Выбрать главу

— Давай-ка, посмотрим на ее ноги, — предложил я.

— Нет! — вскрикнул Пертинакс.

Но я уже задрал подол туники так, чтобы открыть большую часть ее ног, на которые, что и говорить, приятно было посмотреть. Впрочем, в рабыне это ожидается.

Девушка заскулила, но, испуганная, не сделала ни малейшей попытки одернуть тунику. Похоже до нее начало доходить, что с ней могло быть сделано много чего, что понравилось бы другим, и что она должна была покорно подчиниться их желанию.

Пертинакс рассматривал ее с явным волнением. Он что, никогда не видел рабыню?

— Уже поздно, — заметил я. — Возможно, нам стоит ложиться отдыхать.

— Здесь есть одеяла, — сообщил Пертинакс.

— Хорошо, — кивнул я.

— И есть два набитых травой матраса, — добавил он.

— Почему у тебя их два? — осведомился я и, не дождавшись ответа Пертинакса, сказал: — Мы с Сесилией, если у тебя нет возражений, разделим этот матрас.

— Конечно, — не стал возражать Пертинакс.

— Конечно, матрас должен быть у вас, Господин, — заметил Сесилия, — а я должна спать в ваших ногах.

То, что она имела в виду, было обычным порядком в гореанском жилище, о котором ей рассказали другие рабыни во время ее пребывания в Цилиндре Удовольствий, спутнике Стального Мира, который мы не так давно покинули. Рабыне свойственно спать в ногах кровати хозяина, прикованной там цепью к рабскому кольцу. Однако в такой ситуации у нее, вероятно, будет как минимум циновка, а зачастую глубокие роскошные меха, на которых можно с комфортом вытянуться. Фактически, рабыня чаще всего используется на таких мехах, из-за чего о них обычно говорят как о «мехах любви». Разумеется, если ею оказались не удовлетворены, ее могут оставить спать на цепи в ногах постели на голом полу, причем без одеяла. Это, между прочим, далеко не так приятно, и, конечно, у рабыни будет некоторое время, чтобы обдумать, каким образом она могла бы пытаться стать более приятной для своего владельца. А если рабыне позволено разделить с господином поверхность кровати, то это признак его явного расположения. С другой стороны, я подозреваю, что это отнюдь не редкость, и, возможно, этим могут похвастать многие рабыни. В конце концов, приятно иметь под боком рабыню, которую можно использовать в любом ане ночи или утра. Это — переломный момент в неволе рабыни, когда ей впервые разрешают подняться на поверхность кровати господина.

— Возможно, позже, — хмыкнул я. — Я воздерживался уже больше двадцати анов.

— Да, Господин, — улыбнулась Сесилия, лучась удовольствием и предвкушением.

А Пертинакс присел около Константины, лежавшей неподвижно, напуганной, оцепенелой, не верящей в произошедшее, и сказал:

— Позволь я помогу тебе перебраться на твою постель.

— Э нет, — остановил я его, вставая и приближаясь к ним. — Ты, Пертинакс, являешься господином.
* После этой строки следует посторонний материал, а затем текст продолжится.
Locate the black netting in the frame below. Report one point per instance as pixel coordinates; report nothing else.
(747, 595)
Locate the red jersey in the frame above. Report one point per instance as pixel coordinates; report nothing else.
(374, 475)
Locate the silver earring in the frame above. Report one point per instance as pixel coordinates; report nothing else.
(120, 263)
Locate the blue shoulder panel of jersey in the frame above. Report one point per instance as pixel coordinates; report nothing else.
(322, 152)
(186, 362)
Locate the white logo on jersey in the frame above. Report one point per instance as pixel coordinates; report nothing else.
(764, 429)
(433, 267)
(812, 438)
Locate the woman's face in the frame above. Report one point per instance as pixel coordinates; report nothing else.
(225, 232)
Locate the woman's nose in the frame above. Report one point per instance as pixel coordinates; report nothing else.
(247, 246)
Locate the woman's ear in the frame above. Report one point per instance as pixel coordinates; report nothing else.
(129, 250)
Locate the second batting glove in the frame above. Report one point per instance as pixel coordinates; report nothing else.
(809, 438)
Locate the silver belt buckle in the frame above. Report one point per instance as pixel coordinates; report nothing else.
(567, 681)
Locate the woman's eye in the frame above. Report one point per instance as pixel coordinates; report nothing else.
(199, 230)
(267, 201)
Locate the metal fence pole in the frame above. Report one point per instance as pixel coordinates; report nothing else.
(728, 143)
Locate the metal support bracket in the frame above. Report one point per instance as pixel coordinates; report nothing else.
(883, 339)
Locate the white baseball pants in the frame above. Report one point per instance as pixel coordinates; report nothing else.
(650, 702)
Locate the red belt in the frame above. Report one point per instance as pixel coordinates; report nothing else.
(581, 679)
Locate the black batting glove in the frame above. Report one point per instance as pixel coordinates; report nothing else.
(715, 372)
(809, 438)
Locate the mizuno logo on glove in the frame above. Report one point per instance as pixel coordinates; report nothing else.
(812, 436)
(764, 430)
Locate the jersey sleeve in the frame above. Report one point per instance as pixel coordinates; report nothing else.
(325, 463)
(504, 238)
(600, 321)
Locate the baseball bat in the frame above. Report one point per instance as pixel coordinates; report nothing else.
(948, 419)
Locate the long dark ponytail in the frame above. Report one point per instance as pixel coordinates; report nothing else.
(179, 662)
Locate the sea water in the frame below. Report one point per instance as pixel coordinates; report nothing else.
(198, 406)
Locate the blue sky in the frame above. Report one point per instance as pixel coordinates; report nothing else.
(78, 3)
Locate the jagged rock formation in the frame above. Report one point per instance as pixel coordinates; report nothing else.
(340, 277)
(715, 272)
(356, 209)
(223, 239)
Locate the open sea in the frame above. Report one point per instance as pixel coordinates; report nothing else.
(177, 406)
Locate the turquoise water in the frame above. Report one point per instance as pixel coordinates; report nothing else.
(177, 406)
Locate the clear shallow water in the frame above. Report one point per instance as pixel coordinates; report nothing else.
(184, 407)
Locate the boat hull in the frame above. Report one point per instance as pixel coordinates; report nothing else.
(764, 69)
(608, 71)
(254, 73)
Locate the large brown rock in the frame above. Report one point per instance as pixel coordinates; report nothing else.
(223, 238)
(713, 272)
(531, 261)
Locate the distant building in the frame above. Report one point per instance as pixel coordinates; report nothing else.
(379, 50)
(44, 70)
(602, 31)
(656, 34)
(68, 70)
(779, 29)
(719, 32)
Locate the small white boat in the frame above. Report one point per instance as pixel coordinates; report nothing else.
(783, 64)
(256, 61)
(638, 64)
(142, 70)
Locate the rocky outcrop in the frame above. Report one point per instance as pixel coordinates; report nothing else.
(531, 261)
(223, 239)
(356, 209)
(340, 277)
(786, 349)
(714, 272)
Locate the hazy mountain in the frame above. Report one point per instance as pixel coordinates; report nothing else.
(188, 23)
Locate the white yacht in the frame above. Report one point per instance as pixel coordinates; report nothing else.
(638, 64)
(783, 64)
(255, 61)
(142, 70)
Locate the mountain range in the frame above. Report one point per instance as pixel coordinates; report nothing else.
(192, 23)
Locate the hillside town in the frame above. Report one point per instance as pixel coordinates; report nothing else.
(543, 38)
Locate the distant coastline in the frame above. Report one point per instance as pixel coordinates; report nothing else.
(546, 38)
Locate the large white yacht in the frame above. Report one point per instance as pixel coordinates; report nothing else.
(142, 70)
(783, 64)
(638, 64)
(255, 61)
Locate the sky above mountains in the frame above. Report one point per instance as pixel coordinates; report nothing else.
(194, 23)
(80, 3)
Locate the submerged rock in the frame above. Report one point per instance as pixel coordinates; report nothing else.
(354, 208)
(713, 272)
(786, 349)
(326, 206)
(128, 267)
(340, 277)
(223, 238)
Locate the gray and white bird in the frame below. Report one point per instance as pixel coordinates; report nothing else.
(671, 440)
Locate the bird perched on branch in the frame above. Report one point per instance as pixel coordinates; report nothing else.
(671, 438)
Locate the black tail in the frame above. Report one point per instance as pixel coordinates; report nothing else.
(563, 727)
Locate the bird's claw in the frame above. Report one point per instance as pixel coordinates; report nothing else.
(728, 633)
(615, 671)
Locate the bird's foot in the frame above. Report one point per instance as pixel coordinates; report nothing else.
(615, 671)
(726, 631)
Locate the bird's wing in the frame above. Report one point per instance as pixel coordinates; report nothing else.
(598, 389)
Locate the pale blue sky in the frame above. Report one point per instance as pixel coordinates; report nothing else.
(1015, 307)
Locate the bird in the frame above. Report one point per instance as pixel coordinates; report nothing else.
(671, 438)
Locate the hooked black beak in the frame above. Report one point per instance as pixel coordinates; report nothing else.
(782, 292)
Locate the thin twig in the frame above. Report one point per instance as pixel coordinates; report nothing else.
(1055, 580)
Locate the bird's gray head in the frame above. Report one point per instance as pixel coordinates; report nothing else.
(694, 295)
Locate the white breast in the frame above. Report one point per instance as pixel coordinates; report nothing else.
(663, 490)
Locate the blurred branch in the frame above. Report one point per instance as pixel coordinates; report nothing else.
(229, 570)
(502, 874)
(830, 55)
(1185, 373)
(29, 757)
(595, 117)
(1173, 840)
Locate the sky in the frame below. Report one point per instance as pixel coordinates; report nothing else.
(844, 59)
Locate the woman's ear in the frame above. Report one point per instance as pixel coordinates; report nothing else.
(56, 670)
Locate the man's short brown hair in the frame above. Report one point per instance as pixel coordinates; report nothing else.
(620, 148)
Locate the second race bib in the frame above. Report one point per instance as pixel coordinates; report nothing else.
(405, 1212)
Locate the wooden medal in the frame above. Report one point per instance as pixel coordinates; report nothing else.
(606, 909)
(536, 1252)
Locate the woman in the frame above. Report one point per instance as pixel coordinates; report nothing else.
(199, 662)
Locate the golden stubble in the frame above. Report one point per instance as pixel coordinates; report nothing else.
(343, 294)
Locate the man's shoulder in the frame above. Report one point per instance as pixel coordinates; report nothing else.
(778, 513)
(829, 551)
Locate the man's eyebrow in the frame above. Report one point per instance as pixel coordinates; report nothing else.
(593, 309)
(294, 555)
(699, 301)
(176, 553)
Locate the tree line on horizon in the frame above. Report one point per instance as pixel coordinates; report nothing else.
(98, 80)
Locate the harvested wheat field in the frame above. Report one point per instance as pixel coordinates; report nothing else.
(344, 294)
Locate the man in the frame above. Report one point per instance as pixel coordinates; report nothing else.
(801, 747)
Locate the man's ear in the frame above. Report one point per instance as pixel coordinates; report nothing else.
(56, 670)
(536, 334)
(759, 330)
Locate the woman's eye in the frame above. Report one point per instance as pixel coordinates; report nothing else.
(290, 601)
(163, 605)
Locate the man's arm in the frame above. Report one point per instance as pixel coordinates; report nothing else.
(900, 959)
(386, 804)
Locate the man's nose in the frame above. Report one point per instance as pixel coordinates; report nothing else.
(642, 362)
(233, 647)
Это у тебя будет постель, а не у рабыни. Она будет спать либо на полу в ногах кровати, либо снаружи.

— Конечно, нет, — возразил мужчина.

Я ткнул блондинку ногой, причем без особой нежности, отчего та вздрогнула и захныкала.

— Ты понимаешь, рабыня? — спросил я.

— Да, — всхлипнула она, — Господин.

— Тогда ползи к своему хозяину, — велел я, — целуй его ноги и проси разрешить тебе спать в ногах его постели.

Константина, поднявшись на четвереньки, опустив голову, подметая волосами пол, подползла к Пертинаксу, наклонилась и, поцеловав его ноги, выдавила из себя:

— Я прошу разрешить мне спать в ногах вашей постели, Господин.

— Ой! — вскрикнул Пертинакс, наполовину испуганно, наполовину восхищенно.

— Нравится? — спросил я его. — Рабыня ждет ответа на свою просьбу.

— Ты можешь сделать так, — дрожащим голосом сообщил ей Пертинакс.

— Спасибо, Господин, — пробормотала рабыня, и поползла к своему месту.

Сесилия сдернула с себя тунику, как красивое, свободное, бесстыдное маленькое животное, которым она собственно и была, и опустилась на колени в ногах матраса с левой стороны от него. Затем она приподняла его край, наклонилась и, поцеловав его, нетерпеливо и с надеждой посмотрела на меня, стараясь прочитать мое желание. Но я уже был не в силах терпеть и, протянув руку, схватил ее за волосы, и бросил ее, вскрикнувшую от боли и восхищения, рядом с собой на матрас.